Each morning before crossing the overpass I would take a 20-baht note (60 cents) from my money-clip in my pants pocket and slip the note into my shirt pocket for easy retrieval. As I passed the leper I would drop the note into his cup cradled between his bent legs. Too often I would drop my note and hurry past not giving him or myself any sense of connection. Why? Somewhere hidden in a foolish place in my psyche I suspect that there is a fear of being contaminated – not with his leprosy – but his tragic luck.
Walking down the stairs I felt a faint sliver of contentment in having done some small charitable act.
One morning with my readied 20-baht note in-hand I walked the length of the overpass and down the stairs without encountering the leper. I repeated this exercise several times during the next two weeks and never again saw the man.
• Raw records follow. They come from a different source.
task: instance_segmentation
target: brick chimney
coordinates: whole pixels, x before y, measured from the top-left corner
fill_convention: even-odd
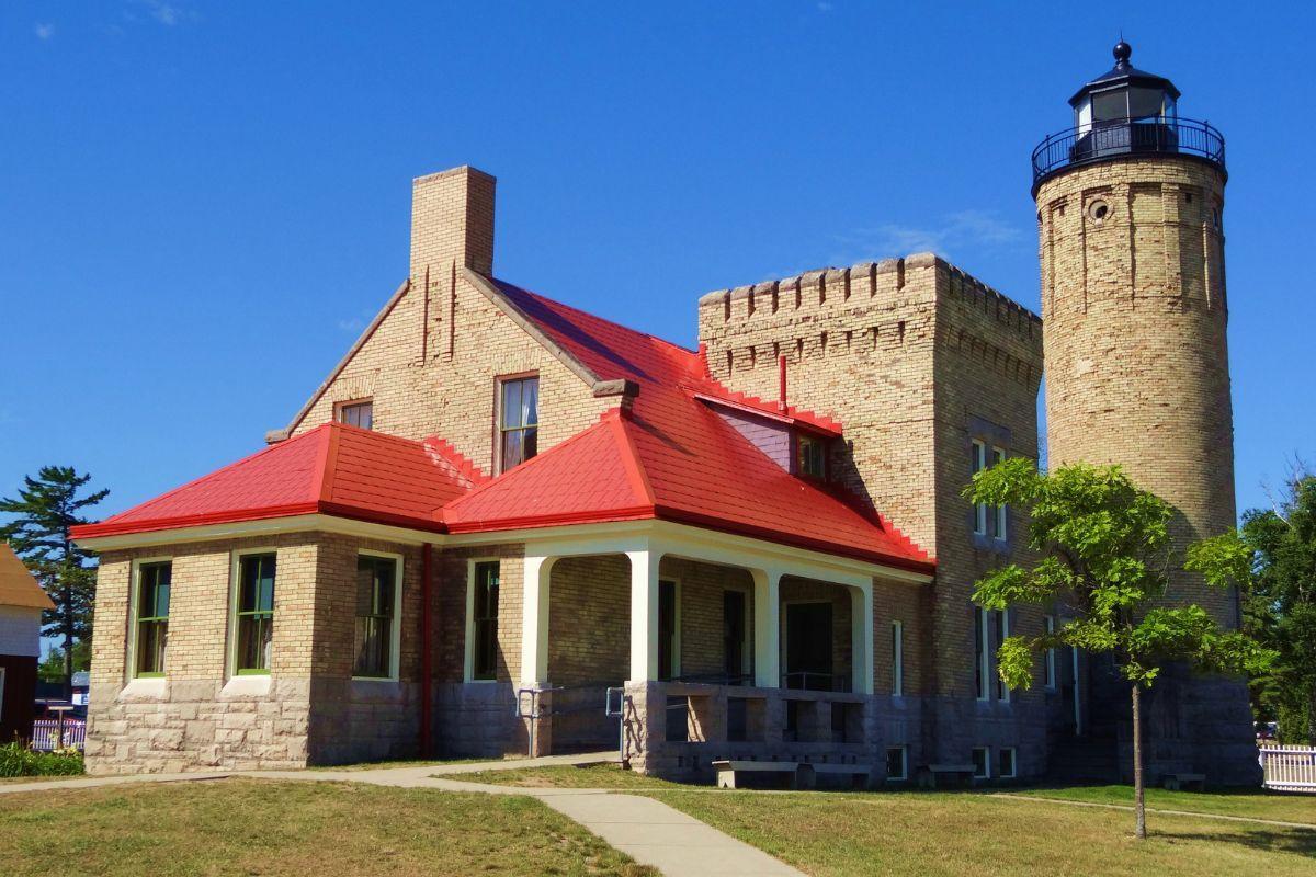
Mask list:
[[[446,277],[455,267],[494,273],[495,179],[474,167],[418,176],[412,180],[413,285]]]

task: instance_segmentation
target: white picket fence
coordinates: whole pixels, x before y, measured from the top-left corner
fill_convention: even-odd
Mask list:
[[[1267,789],[1316,794],[1316,747],[1262,746],[1258,752]]]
Thoughts that he was sick or had died persisted. I wondered who was caring or cared for him. What are the circumstances when a blind beggar with leprosy dies? Is he simply discarded as if resolving an inconvenience? My thoughts included my sense of thankfulness for my own health and of my family members. They also included unanswerable questions about why some are selected for lives of misery and others’ lives of privilege and plenty. No epiphanies occurred – but a resounding confirmation of personal responsibility in acknowledging the privileges and contributing through service to those without.